同患难(第1页)

头他们走后训练场就像太极图的阴阳极说转就从黑的一面转到了白的那面。

紧绷的面部表情悄悄从队员们身上爬开,焕然一新的精神面貌让他们的举手投足似有了灵魂般鲜活。队长们略带颤抖的口号重新变成原本的沉着嘹亮,带着心里暗松的那口气此起彼伏地响在训练场。

正式的场合外头是一个爱玩爱逗的活跃分子,忘形一般的不羁如果不了解情况,谁都不会相信那样一个张狂的人会是极限岛的掌舵人,谈笑风生活脱脱的邻家大哥哥形象。可首领的责任一旦压到他肩上,鹤发智者沧桑厚重的威严就像茶居淡淡茶香中的焦尾琴曲,伴在他浅棕色的眼睛里,即使他嘴角飞扬地笑,依旧压得人喘不过气。有人怀疑头的威严是与生俱来,否则不会浑然天成,犹如身体的一部分,灵魂的一脉。

头离开,队员们的青春活力就像脱缰的野马,破不急待地律动起来,年少的朝气把安静的训练场渲染的热闹起来,空气里弥漫着他们青春的魅力。

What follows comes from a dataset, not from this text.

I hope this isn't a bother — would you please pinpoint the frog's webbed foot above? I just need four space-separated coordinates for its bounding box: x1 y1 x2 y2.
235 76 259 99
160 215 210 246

主席台旁,同热火朝天训练的队员不同的是三个少年静立在那里。

“我们开始吧!”,一个少年俯身趴倒在地,另两个紧随其后,同他并排趴在地上。

“一,二,三,四……”,节奏一致的俯卧撑就这样在响亮的口号声中拉开了序幕。

头走后,军医在墨言三个人的默许下“强行”带走了倔强的傅残阳。所以在这里并肩作战的只有墨言,方哲,展瀚海三个人。

二百个俯卧撑标准地完成,对墨言也不是一件容易的事情,对体力是一种挑战,更是对意志的一种挑战。

随着时间的推移,太阳毒辣起来,炎热充当了训练场的清场手,把队员们都肃清去了吃午餐的大厅。空荡荡的场地,墨言他们一次比一次艰难的口号声和越来越承重的呼吸声成了唯一的声音

“我不行了,你们继续,别等我了,我歇口气,一会自己做下去。”,方哲大口大口地喘息,断断续续地说出这句话。他撑着地面的双臂抖得像风中的叶子,肌肉剧烈地抖动,速度快的,让害怕一眨眼肌肉会从他的手臂上掉下来。

“我们等你!”,方哲停下,墨言和展瀚海也毫无悬念地停下来,撑着身体同方哲保持一个高度,一个动作。

“别等我了,我不行了!你们先做,歇一歇我自己完成。”,墨言他们话里的坚决,方哲感受到了同甘共苦的情谊,可这份情更坚定了方哲让他们先做的决心,虽然说这样违心的话,在情义面前他会心虚。